As it turns out, familiarity with these abstract concepts is not needed to size flash in your environment. The same principles that Intel and AMD apply in sizing microprocessor cache can be applied to storage. There are generalizations that will suit the majority of deployments.
First, a little background. In building EMC’s Fully Automated Storage Tiering Virtual Pools (FAST VP), EMC studies the access patterns of over 3,500 arrays. We measured skew and performance, capacity and footprint. We experimented with storage layout and FAST VP block sizes. We tried two-tier and three-tier configurations and sized each to find a best fit for the average case. The results are summarized in the following figure.
Of the 3,500 arrays we analyzed, 12% of the workloads met criteria that we describe as “heavy skew”. This means 95% of the IO occurred on 5% of the data. In these configurations nearly all the hot blocks can be stored in flash when it is sized to 3% of the storage footprint. In “moderate skew” environments, the addition of 15% Fibre Channel maintained performance with a footprint only slightly larger than optimal. “Low skew” environments still showed improvement over flash-less configurations in both performance and footprint, while at the same cost.
It was this analysis that led us to recommend the low skew configuration for unknown environments. This has the following benefits:
- The cost of storage is the same as the flash-less configuration.
- The footprint is half the size of the flash-less configuration.
- Storage will be at least 20% faster for 94% of workloads. Because this measurement was provided at low skew, and higher skew environments will more heavily exercise flash, and performance will exceed non-flash deployments by more than 40% under some workloads.
EMC’s Tier Advisor can help you produce a more precise guide to size your storage tiers. But it is not strictly necessary. Deploying a three-tier architecture will improve your existing array by reducing footprint and improving performance. And if your environment has anything above low skew, adding rotating disks will capacity and improve efficiency. This works because you will be approaching the more precise tier mapping for your environment’s workloads.

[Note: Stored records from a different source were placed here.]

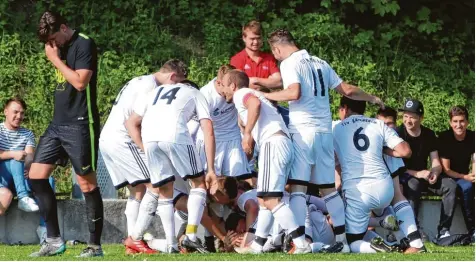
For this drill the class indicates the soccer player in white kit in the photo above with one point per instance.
(266, 127)
(367, 186)
(230, 160)
(125, 162)
(159, 126)
(307, 81)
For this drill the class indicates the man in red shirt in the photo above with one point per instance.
(260, 67)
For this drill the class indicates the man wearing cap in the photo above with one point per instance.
(418, 177)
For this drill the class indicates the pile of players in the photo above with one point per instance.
(192, 153)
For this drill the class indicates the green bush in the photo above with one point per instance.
(395, 49)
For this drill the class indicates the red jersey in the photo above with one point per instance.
(265, 67)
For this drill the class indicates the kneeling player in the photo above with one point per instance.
(366, 183)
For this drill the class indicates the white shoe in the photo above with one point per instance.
(345, 249)
(301, 250)
(27, 204)
(41, 232)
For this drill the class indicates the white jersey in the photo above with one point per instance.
(123, 107)
(224, 116)
(312, 110)
(359, 143)
(269, 122)
(167, 109)
(248, 195)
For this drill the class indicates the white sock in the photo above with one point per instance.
(195, 205)
(165, 209)
(285, 217)
(131, 212)
(335, 206)
(158, 244)
(406, 216)
(361, 246)
(297, 203)
(147, 209)
(316, 247)
(264, 223)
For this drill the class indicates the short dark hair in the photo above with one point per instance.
(16, 99)
(387, 112)
(239, 78)
(50, 23)
(176, 66)
(354, 105)
(458, 111)
(232, 221)
(281, 36)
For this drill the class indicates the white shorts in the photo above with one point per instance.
(313, 159)
(274, 162)
(361, 200)
(125, 163)
(168, 161)
(230, 160)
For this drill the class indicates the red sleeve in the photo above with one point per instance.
(237, 62)
(273, 66)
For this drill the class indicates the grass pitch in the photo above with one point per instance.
(116, 253)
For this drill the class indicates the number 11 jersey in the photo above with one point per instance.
(359, 142)
(167, 109)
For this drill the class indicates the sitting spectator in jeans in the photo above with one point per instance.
(456, 153)
(418, 177)
(16, 154)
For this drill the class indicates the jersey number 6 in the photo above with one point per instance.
(357, 137)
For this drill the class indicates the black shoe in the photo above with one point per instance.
(379, 245)
(335, 248)
(210, 244)
(287, 243)
(194, 245)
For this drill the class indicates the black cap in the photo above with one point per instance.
(414, 106)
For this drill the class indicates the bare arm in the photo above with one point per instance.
(293, 92)
(273, 81)
(446, 163)
(356, 93)
(252, 209)
(133, 126)
(209, 139)
(402, 150)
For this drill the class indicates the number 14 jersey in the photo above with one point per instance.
(359, 142)
(167, 109)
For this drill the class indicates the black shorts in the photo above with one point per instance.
(77, 142)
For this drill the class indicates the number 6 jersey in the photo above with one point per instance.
(167, 109)
(359, 143)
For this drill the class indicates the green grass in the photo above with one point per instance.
(116, 252)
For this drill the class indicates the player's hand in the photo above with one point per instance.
(247, 144)
(51, 51)
(19, 155)
(254, 83)
(424, 174)
(432, 178)
(377, 101)
(469, 177)
(211, 182)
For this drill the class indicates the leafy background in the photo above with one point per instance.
(422, 49)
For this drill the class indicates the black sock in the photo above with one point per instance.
(94, 215)
(47, 203)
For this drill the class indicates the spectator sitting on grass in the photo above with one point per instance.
(17, 146)
(456, 151)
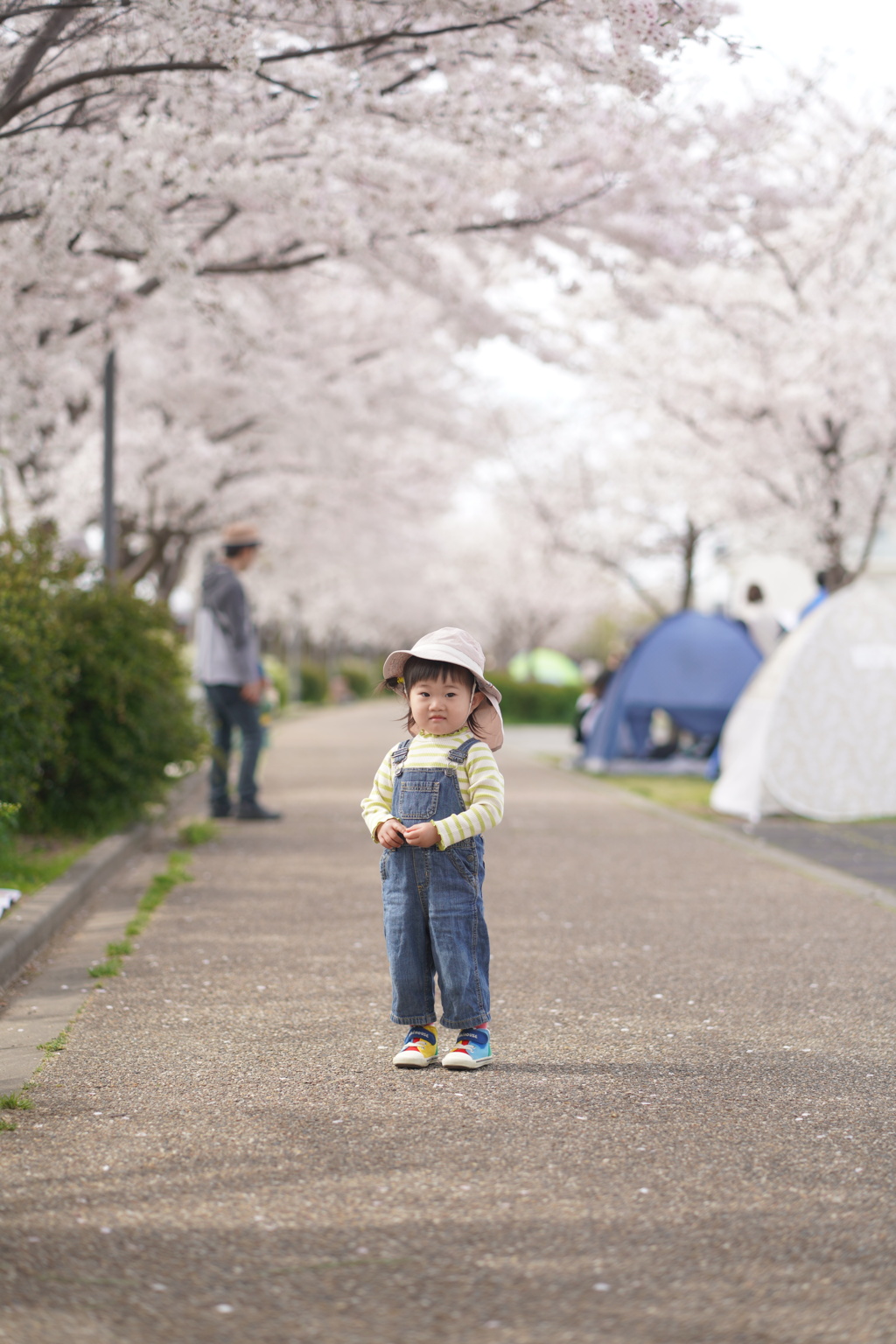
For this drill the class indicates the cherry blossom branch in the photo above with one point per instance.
(39, 46)
(880, 504)
(379, 39)
(8, 112)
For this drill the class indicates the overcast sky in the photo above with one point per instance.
(858, 39)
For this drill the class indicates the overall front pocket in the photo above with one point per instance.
(416, 802)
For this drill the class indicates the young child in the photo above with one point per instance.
(433, 797)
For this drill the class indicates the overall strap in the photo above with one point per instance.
(457, 756)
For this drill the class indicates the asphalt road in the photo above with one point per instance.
(687, 1136)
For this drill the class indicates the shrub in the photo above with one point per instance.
(34, 675)
(315, 682)
(128, 711)
(358, 679)
(529, 702)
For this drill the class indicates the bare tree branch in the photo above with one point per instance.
(379, 39)
(27, 66)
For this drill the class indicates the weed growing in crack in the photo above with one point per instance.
(15, 1101)
(52, 1047)
(198, 832)
(175, 874)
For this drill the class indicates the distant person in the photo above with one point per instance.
(765, 629)
(433, 797)
(590, 704)
(228, 664)
(821, 579)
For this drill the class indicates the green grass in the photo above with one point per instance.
(116, 952)
(682, 792)
(15, 1101)
(52, 1047)
(175, 874)
(198, 832)
(32, 862)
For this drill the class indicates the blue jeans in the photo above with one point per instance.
(433, 913)
(230, 711)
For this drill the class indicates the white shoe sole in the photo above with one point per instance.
(454, 1060)
(409, 1060)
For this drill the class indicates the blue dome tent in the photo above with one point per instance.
(690, 666)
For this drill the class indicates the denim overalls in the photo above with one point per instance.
(433, 905)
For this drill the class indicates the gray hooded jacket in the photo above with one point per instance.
(226, 639)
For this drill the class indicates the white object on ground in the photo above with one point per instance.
(815, 730)
(8, 897)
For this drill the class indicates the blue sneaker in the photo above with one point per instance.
(421, 1048)
(471, 1050)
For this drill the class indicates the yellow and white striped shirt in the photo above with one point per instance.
(479, 777)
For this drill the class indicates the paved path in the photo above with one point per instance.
(688, 1138)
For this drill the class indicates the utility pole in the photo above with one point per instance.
(109, 538)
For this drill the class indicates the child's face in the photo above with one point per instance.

This ends my three-part series on flash in the enterprise. I will conclude the series where it began. I fell in love with flash when I installed an SSD disk in my MacBook Pro. The impact to my own user experience was so dramatic as to revolutionize my own thinking about the nature of storage. If your mind has not yet been similarly transformed, go get SSD for your consumer computers right away. And know that everything we can experience for our own equipment we can deliver in the enterprise, too.